Craugastor xucanebi
- Conservation status: Vulnerable (IUCN 3.1)

Scientific classification
- Kingdom: Animalia
- Phylum: Chordata
- Class: Amphibia
- Order: Anura
- Family: Craugastoridae
- Genus: Craugastor
- Species: C. xucanebi
- Binomial name: Craugastor xucanebi (Stuart, 1941)
- Synonyms: Eleutherodactylus xucanebi Stuart, 1941

= Craugastor xucanebi =

- Authority: (Stuart, 1941)
- Conservation status: VU
- Synonyms: Eleutherodactylus xucanebi Stuart, 1941

Species of frog

Craugastor xucanebi is a species of frog in the family Craugastoridae. It is endemic to Guatemala.

==Habitat==
The species is known from the central highlands of Guatemala, including Sierra de los Cuchumatanes, Sierra de Xucaneb, and Sierra de las Minas.
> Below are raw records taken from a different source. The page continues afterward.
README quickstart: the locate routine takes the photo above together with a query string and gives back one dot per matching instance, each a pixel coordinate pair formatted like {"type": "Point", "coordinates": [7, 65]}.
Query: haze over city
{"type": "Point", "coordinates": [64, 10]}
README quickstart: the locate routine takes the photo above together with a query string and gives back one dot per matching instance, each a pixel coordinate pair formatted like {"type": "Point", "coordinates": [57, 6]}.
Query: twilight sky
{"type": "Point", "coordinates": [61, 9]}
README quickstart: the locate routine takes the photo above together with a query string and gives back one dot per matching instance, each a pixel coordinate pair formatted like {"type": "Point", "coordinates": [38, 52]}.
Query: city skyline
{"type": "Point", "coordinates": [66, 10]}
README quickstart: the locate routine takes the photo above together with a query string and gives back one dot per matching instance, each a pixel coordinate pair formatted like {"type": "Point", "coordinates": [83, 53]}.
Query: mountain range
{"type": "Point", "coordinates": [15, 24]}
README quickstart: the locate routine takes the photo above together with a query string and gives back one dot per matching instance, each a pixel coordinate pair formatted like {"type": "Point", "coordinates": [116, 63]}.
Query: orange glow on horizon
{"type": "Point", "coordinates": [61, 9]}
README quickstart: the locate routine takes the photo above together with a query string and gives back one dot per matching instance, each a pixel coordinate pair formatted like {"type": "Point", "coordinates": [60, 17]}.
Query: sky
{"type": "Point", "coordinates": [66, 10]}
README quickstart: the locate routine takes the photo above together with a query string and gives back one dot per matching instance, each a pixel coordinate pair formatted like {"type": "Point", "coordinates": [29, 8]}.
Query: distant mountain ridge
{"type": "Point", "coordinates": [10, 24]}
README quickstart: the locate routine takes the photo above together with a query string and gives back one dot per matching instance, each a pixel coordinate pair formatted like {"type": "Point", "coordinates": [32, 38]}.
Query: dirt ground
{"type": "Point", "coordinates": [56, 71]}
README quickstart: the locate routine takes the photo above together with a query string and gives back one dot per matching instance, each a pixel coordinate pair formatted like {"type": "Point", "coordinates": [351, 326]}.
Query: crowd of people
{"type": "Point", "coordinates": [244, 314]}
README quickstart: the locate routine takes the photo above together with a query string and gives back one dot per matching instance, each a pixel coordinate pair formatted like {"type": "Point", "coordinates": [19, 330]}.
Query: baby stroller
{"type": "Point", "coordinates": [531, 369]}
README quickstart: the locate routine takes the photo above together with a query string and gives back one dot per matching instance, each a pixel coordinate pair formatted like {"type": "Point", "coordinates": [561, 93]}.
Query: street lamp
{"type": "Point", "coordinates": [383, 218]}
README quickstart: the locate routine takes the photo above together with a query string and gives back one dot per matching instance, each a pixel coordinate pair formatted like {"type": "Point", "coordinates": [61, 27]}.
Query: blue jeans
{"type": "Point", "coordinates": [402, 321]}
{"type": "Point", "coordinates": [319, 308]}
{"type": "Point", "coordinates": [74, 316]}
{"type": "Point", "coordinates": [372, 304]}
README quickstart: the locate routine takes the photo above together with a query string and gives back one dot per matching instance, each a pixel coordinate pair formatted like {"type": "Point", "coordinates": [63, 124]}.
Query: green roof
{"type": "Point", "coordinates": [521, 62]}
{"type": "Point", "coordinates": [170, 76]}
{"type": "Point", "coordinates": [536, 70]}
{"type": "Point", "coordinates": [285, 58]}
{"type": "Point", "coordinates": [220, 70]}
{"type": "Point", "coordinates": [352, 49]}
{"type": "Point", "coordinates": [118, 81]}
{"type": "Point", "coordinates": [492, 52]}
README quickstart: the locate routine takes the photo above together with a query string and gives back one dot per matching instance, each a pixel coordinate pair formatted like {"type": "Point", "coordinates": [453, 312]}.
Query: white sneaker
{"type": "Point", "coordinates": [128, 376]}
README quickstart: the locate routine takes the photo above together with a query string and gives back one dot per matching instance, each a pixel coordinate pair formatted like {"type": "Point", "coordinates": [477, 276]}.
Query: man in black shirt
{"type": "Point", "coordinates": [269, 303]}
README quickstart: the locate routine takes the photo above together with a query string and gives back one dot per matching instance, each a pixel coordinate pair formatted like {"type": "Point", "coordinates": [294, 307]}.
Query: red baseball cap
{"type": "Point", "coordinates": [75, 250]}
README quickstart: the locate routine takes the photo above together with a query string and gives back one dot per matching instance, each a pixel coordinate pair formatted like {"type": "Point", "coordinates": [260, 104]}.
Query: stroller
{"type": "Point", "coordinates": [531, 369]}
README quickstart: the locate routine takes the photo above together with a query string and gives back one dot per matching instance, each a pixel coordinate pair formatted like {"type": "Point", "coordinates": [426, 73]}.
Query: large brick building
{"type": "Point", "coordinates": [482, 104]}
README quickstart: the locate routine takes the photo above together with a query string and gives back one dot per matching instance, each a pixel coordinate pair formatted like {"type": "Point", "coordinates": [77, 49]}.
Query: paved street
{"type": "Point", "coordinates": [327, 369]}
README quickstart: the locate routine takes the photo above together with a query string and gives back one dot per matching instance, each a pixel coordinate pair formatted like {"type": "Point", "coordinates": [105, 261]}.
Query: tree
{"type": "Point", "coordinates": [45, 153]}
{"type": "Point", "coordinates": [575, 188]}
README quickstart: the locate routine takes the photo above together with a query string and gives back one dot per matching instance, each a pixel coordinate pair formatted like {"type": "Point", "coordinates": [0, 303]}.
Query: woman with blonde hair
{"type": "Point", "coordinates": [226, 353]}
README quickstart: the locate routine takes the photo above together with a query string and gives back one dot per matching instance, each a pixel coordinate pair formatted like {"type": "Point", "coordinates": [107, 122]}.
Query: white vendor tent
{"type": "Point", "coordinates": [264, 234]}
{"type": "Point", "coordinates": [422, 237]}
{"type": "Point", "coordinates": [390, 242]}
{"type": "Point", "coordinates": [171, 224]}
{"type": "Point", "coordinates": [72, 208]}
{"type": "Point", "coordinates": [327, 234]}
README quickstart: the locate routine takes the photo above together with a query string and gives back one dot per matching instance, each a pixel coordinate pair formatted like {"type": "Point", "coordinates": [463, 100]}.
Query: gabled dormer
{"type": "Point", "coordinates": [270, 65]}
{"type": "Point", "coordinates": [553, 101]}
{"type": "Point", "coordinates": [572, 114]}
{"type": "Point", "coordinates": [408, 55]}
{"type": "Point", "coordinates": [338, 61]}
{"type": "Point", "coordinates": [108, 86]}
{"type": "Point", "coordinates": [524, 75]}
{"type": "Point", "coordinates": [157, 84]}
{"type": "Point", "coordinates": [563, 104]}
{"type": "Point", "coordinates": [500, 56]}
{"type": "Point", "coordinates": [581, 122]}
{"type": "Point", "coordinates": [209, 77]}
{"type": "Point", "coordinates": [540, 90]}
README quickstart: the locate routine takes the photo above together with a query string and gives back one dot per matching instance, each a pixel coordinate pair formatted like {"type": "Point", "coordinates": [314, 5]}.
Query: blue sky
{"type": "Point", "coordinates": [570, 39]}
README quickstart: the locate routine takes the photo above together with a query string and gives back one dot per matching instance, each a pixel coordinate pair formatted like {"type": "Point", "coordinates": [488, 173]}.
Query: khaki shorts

Its natural habitats are premontane and montane forests at elevations of 600–1300 m above sea level. It typically occurs in bushes and undergrowth, and might also be found in slightly degraded forest.

==Threats==
It is threatened by habitat loss caused by agricultural encroachment, extraction of wood, and human settlement.